Charles Schwab is giving thousands of employees a reprieve from a recently announced return-to-office mandate as it moves instead to shut U.S. offices in five cities and downsize in six others.
A Schwab spokesperson confirmed Friday that company offices will be closing Oct. 1 in Atlanta, San Antonio, San Diego, St. Louis and Tampa, and that the firm has told employees its offices are being reduced in size at single locations in Boston; Henderson, Nevada; Jersey City, New Jersey; and San Francisco; as well as at two spots in Chicago. The smaller locations will remain in place or be moved to nearby areas.
"In an effort to efficiently use resources to support our clients, our employees, and our stockholders, we have evaluated our real estate footprint," the spokesperson said in a statement supplied to ThinkAdvisor Friday afternoon.
"We will close some of our smaller locations with modest levels of in-office attendance or reduce or move our footprint in others," the spokesman explained. "There are no changes to our larger centers and corporate campuses or to our branch footprint."
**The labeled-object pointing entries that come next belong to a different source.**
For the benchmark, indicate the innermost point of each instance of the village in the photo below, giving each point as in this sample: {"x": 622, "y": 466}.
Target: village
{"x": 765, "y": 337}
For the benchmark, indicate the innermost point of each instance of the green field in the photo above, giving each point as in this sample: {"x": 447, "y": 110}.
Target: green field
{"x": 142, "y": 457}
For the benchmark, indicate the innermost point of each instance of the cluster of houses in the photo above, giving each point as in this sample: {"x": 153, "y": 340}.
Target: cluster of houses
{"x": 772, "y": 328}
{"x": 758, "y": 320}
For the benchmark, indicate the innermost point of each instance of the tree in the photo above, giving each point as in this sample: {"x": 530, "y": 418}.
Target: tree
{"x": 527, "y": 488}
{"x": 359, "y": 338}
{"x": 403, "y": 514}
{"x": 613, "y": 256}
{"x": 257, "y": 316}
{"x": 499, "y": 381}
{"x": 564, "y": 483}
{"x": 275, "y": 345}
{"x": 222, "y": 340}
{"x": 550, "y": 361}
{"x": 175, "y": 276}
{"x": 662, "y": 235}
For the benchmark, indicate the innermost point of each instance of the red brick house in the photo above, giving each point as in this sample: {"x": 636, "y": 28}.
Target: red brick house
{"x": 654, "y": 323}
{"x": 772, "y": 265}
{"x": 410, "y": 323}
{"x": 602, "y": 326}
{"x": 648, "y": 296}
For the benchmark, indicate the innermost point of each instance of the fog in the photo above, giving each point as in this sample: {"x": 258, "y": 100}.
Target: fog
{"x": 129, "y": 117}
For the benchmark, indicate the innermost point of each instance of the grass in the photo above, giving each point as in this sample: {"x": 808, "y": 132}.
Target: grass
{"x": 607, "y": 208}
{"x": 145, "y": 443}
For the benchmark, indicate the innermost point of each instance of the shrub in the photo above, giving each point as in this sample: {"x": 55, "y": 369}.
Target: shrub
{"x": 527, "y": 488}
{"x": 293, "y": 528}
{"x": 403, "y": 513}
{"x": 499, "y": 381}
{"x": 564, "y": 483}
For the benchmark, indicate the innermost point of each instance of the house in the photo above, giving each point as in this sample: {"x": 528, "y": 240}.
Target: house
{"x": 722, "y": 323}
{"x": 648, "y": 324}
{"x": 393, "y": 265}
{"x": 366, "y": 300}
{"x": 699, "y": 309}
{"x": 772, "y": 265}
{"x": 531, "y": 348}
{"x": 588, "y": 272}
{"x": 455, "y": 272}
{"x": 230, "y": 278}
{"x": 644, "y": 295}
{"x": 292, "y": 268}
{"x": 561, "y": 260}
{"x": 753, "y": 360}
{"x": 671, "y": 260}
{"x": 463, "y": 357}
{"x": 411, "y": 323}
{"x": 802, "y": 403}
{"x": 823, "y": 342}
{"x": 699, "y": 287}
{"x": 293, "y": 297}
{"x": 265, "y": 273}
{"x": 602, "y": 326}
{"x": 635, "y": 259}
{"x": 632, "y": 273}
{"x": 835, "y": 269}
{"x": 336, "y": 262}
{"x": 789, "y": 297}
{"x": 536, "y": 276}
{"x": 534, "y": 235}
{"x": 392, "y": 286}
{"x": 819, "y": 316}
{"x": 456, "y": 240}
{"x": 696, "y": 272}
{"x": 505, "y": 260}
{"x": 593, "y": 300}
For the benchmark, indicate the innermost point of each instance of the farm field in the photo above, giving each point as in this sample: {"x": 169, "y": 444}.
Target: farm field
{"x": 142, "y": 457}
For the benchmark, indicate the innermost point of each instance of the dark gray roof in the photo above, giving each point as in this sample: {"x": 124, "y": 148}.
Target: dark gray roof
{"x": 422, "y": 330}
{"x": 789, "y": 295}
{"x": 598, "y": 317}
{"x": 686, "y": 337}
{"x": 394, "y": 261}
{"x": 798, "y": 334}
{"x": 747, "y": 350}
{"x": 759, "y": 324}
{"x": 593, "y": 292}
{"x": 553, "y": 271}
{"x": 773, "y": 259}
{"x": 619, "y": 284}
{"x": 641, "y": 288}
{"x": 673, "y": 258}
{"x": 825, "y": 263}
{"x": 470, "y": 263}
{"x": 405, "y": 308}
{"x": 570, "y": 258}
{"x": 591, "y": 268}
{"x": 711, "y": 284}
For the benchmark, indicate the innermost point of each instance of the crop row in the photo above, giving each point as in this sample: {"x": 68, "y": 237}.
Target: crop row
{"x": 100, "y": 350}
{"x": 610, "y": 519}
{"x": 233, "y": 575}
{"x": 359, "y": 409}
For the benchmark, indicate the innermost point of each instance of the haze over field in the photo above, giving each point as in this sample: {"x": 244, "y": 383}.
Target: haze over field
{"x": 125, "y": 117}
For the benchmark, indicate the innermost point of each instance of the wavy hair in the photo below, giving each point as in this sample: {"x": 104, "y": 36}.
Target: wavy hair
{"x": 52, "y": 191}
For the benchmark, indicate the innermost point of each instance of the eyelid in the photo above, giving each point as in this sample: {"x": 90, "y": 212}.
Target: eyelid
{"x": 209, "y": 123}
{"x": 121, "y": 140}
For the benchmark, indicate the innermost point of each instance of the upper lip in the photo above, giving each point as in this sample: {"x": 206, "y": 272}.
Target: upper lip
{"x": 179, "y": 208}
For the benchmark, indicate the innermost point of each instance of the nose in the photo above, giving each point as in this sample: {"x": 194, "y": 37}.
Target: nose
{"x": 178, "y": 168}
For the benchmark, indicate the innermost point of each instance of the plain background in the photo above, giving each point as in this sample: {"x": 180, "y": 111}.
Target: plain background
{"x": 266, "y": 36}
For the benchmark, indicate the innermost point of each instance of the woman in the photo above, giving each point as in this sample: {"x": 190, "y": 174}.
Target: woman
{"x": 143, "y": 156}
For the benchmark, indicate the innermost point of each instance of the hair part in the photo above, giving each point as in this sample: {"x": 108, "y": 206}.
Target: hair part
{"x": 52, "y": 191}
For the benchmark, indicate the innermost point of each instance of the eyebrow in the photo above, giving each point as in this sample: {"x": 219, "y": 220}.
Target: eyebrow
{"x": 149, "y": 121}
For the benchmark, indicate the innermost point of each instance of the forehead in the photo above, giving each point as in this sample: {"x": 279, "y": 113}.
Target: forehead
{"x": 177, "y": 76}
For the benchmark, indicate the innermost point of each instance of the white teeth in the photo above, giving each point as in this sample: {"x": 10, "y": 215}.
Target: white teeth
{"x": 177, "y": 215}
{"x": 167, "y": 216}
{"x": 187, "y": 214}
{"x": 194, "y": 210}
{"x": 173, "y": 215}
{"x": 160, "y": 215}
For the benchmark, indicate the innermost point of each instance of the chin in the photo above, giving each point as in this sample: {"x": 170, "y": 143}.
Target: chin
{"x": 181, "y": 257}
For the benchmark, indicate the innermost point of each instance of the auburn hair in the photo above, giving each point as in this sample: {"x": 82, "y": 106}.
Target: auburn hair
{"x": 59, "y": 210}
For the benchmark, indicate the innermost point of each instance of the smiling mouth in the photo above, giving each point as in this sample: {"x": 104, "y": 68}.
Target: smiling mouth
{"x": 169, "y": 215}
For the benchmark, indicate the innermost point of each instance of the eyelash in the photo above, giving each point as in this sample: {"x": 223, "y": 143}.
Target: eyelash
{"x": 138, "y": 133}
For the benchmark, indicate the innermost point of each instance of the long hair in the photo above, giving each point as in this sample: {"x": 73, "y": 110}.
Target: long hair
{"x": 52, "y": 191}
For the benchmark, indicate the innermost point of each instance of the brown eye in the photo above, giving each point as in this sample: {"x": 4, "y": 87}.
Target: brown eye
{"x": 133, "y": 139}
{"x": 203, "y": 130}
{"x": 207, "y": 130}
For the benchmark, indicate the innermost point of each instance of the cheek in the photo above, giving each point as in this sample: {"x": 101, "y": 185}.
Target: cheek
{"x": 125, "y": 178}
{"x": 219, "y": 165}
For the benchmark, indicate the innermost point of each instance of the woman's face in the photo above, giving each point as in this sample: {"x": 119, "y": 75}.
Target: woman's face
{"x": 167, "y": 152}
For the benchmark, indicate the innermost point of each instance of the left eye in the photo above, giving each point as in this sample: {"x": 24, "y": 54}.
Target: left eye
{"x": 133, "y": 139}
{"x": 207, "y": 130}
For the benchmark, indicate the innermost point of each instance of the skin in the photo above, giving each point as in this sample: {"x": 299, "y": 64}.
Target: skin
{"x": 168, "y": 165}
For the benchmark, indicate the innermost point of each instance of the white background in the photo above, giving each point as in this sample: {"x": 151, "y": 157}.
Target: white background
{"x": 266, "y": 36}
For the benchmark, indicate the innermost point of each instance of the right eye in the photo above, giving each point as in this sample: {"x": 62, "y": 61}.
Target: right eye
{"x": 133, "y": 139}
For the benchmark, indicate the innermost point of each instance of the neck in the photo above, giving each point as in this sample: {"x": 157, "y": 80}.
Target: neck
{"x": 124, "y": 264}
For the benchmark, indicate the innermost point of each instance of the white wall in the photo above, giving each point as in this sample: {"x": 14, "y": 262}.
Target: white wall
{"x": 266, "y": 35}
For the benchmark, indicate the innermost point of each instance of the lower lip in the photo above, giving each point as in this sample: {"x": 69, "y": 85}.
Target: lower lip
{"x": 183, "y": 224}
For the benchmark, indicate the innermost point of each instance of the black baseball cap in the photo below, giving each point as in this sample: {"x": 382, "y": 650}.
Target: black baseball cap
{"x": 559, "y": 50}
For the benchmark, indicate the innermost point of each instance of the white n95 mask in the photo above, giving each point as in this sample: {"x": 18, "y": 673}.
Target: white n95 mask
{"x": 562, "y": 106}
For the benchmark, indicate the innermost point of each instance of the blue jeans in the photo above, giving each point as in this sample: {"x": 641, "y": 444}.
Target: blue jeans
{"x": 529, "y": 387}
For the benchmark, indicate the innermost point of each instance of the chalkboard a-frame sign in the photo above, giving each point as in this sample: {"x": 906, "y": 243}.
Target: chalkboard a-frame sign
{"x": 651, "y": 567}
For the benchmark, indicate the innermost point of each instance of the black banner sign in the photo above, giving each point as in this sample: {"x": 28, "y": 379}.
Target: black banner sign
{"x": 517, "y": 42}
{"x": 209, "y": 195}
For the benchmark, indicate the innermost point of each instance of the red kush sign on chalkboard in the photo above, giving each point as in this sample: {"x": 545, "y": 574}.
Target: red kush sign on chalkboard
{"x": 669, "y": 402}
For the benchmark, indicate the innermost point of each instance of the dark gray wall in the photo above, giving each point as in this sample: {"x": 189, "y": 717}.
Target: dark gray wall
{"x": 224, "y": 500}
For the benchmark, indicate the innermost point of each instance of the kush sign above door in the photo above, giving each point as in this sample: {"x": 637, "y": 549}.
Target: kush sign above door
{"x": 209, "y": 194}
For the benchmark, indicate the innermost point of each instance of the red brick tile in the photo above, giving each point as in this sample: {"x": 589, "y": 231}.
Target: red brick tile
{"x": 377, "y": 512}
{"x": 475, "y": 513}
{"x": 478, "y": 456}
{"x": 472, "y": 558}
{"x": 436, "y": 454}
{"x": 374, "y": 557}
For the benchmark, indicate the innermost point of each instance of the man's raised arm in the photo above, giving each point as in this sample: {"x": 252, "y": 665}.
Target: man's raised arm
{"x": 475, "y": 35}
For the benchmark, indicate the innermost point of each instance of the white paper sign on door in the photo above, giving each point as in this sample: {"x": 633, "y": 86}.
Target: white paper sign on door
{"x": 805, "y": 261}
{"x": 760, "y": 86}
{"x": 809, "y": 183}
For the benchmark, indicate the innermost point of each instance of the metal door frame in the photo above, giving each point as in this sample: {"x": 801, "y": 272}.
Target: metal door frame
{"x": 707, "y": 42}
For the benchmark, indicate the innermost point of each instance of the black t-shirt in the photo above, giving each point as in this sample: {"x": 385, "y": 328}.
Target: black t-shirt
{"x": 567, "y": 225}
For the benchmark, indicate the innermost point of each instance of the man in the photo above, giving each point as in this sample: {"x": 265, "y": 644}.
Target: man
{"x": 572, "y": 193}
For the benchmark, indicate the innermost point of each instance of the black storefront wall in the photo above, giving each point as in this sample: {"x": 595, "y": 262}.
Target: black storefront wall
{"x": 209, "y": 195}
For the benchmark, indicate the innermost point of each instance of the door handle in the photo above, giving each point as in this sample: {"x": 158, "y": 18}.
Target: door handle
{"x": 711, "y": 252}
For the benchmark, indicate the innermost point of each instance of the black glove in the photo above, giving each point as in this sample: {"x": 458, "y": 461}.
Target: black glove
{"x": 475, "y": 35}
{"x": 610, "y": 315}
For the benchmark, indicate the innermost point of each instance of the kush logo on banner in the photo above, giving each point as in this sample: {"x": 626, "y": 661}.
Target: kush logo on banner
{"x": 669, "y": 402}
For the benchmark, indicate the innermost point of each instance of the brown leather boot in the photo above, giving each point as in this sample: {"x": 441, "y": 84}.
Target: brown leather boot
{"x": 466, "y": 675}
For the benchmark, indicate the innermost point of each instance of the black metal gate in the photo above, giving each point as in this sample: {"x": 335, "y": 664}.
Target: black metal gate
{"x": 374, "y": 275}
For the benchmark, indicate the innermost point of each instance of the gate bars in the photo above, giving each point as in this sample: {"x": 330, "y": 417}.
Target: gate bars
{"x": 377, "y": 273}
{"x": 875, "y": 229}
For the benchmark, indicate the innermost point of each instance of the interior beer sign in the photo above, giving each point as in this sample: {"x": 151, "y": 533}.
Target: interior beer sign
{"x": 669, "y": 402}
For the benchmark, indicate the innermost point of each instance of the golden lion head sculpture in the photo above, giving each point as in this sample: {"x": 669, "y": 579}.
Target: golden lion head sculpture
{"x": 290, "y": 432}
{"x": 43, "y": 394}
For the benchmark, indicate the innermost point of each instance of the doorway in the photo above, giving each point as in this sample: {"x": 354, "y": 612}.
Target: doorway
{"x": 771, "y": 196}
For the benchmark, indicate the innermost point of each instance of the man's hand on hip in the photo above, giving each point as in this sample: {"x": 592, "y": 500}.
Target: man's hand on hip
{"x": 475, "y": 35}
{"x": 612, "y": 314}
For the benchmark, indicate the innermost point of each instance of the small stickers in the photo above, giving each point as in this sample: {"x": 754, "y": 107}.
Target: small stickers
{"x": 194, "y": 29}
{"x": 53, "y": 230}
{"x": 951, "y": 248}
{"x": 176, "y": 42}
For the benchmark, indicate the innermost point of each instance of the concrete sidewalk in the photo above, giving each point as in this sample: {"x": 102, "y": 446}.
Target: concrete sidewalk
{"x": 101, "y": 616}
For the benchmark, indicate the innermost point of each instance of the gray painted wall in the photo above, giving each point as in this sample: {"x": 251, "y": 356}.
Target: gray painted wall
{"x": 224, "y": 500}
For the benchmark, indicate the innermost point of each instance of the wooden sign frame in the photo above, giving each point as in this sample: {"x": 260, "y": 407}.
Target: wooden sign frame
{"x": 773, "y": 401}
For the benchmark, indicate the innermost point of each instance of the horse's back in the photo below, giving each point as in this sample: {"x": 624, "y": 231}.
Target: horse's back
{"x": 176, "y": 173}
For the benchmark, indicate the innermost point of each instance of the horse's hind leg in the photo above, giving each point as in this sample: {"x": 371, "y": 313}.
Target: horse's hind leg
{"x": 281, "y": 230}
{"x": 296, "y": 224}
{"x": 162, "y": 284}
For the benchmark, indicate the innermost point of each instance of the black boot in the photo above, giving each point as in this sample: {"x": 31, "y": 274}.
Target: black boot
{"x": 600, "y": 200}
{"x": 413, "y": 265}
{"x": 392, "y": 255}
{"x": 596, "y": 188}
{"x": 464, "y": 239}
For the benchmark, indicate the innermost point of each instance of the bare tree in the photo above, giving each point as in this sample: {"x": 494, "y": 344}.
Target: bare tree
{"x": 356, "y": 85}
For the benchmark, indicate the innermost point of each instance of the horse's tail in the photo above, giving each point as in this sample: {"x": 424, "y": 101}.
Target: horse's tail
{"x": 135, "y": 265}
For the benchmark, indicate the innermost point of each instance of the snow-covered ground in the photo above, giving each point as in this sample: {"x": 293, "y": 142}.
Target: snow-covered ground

The spokesperson added: "There will be no impact to client service. Employees assigned to a closing location will move to full-time remote work and employees in a location that is reducing in size or moving will be eligible for remote work."
About 5% of Schwab's staff are "assigned to locations that are closing and on a busy day less than 50% may physically be in one of these offices," the spokesperson said.
In reporting on an internal memo shared with Schwab employees, Citywire reported on July 7 that the firm "cited low in-person attendance and a need to 'efficiently use resources' as reasons for reducing its real estate footprint."
More Developments
Charles Schwab said July 10 that retail investor clients with more than $1 million in assets at the firm will be automatically enrolled into Schwab Private Client Services, while clients with $10 million and up will be enrolled in Schwab Private Wealth Services.